Not only was Ginsburg a proponent for fighting gender discrimination, she fought against racial inequality. Today at Bellarmine we have a diverse staff and student body. Ginsburg shed light onto marginalized people for their voices to be heard which allows in smaller communities, like our own, for the unrepresented people to be heard. She fought for what was right, often being independent and a leader in her own views as they may not have been popular.

Diversity Director and English teacher Barbara Henderson recounts her mother grew up in New York like Ginsburg and recalls, “my mother always taught me to be independent,” said Henderson. Ginsburg demonstrated that independence whenever she was faced with a case in the court, not changing her ideas or beliefs to fit the majority.

Student differences are also embraced at Bellarmine. Ginsburg was an advocate for the LQBTQ+ community. In 2015, a lawsuit was filed in Ohio against the governor by two men wanting their union recognized. The case allowed for consistent acceptance of marriage licenses in all 50 states for same-sex couples wishing to legally wed. Her being an ally to the LQBTQ+ community offered acceptance and support to the outliers who lacked a voice in society.
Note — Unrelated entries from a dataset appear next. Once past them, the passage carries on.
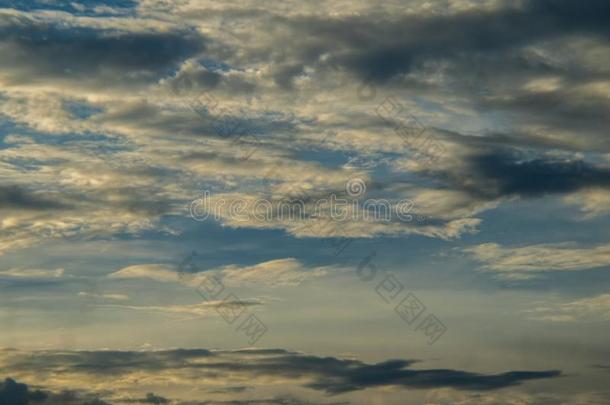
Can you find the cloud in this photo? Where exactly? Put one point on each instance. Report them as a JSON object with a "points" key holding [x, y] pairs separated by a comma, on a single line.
{"points": [[14, 393], [529, 261], [274, 273], [37, 49], [157, 272], [32, 273], [202, 309], [115, 297], [585, 309], [330, 375]]}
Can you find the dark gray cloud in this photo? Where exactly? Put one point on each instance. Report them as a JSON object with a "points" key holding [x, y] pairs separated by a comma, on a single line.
{"points": [[508, 172], [380, 47], [329, 374], [34, 50], [16, 197], [14, 393]]}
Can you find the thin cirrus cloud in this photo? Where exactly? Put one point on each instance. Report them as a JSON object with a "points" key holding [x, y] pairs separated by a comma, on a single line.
{"points": [[530, 261], [596, 309], [273, 273], [330, 375]]}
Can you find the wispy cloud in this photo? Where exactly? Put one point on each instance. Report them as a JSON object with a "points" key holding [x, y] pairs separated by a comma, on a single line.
{"points": [[530, 261]]}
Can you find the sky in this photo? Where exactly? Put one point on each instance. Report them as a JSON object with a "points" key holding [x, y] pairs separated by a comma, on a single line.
{"points": [[304, 202]]}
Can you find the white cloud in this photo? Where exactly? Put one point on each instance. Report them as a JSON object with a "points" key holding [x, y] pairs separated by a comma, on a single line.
{"points": [[32, 273], [585, 309], [529, 261]]}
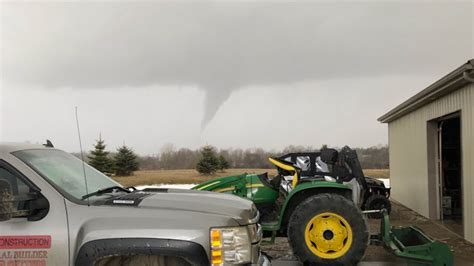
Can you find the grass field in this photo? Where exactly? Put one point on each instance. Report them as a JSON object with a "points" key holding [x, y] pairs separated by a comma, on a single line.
{"points": [[191, 176]]}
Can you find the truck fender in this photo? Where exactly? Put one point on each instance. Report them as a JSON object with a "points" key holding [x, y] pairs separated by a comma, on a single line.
{"points": [[97, 249]]}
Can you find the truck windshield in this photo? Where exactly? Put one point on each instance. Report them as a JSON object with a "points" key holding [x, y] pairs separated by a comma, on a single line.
{"points": [[65, 172]]}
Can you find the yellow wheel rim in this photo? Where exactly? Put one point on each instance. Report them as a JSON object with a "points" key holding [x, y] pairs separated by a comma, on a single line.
{"points": [[328, 235]]}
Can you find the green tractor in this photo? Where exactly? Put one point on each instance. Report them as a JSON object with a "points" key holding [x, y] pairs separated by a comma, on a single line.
{"points": [[319, 217], [322, 214]]}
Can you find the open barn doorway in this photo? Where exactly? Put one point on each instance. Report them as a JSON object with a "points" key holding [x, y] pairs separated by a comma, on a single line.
{"points": [[450, 172]]}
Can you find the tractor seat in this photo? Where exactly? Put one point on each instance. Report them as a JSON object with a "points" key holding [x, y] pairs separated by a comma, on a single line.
{"points": [[273, 183], [329, 156]]}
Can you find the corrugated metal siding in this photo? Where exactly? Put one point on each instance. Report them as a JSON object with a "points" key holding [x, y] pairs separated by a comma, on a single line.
{"points": [[409, 154]]}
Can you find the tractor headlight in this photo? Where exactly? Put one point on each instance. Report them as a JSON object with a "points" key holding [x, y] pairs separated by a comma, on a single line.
{"points": [[230, 245]]}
Ginsburg challenged the idea that immigrants who are convicted of crimes not be deported after serving their prison sentence. In 2018, a Fillipino immigrant man was convicted of burglary and after serving his sentence and was going to be deported. The Supreme Court challenged Ohio so that he would not be deported because he served his time like any other convicted citizen. Ginsburg advocated to abolish “the residual clause” (which deports non-citizens convicted of crimes after sentences are completed). Her abolishing it, in 2018, allowed fair treatment of immigrants in the US courts like any other United States born citizen. Ginsburg successfully challenged traditional laws that were inherently discriminatory.

Our society has very defined gender roles and historically movement outside of those gender roles was met with lack of support. A major example is where men are meant to support the family by going to work while the woman stays home, cooks, cleans, and raises children. However, the work of Ginsburg shrunk the stigma of crossing gender roles.

“It doesn’t matter who’s doing what, that sex does not matter, that a man that is staying home with a child is providing the same care, love, and support that a women would. Why should he be treated any differently under the law?” said history teacher Robert Payne. Her commitment of redefining gender roles allowed many different situations today to be accepted by society.

She fought for workplace equality challenging the idea that men deserved more compensation than women. In 2007, a female Goodyear (a tire company) employee was getting paid less than her male counterparts after working for the company for 19 years. Unaware of the wage gap for 19 years, she filed a lawsuit against her employer but Goodyear countered because the complaint of discrimination was not filed within 180 days of the occurrence. The Supreme Court ruled in favor of Goodyear. However, Ginsburg continued to advocate for the gender wage gap in this case. Her advocacy resulted in the Lilly Ledbetter Fair Pay Act. This would’ve not happened without RGB. This is a prominent example of how her independence of her own beliefs were not to be altered by the majority.

A woman disagreeing in a male dominant forum was very unheard of during much of Ginsburg’s career. She was not afraid to disagree with the majority on the court. In the 2000 presidential election, Bush wanted a recount of votes while the other judges thought it wasn’t necessary. Ginsburg believed that a recount should happen and showed her courage by dissenting which showed how she wasn’t afraid to stick up for her beliefs. “She is a powerful example of someone who lived her beliefs and wasn’t afraid to voice them or stand alone in defending them,” said Dean of Students Cari Harrison.

Ruth Bader Ginsburg’s legacy will pave the way for equality, acceptance of the LQBTQ+ community, redefining gender roles and the fair treatment of women and other minorities. In our own school, without her work our Bellarmine community would not be the same.